Intervention/exposure
Study type
Interventional
Description of intervention(s) / exposure
There is a 28 day lead-in period where participants will consume 1 x inactive placebo (maltodextrin) 600 mg capsule prior to the first intervention period.
Then participants will enter their first randomly allocated intervention period, comprising either 1 x Actazin 600 mg capsule intervention product or 1 x inactive placebo (maltodextrin) 600 mg capsule, once daily at least an hour before and after a meal, for 28 days.
The first intervention phase will be followed by a 14 day washout phase in between intervention periods, where they will consume 1 x inactive placebo (maltodextrin) 600 mg capsule, once daily at least an hour before and after a meal.

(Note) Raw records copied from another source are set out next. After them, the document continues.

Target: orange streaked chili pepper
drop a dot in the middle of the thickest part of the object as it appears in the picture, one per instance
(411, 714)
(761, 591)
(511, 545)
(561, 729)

Finally, participants will enter their second randomly allocated intervention period, comprising either 1 x Actazin 600 mg capsule intervention product or 1 x inactive placebo (maltodextrin) 600 mg capsule, once daily at least an hour before and after a meal, for 28 days.
Compliance will be assessed by the participants returning all capsule containers in an addressed, postage-paid courier bag for a capsule usage count.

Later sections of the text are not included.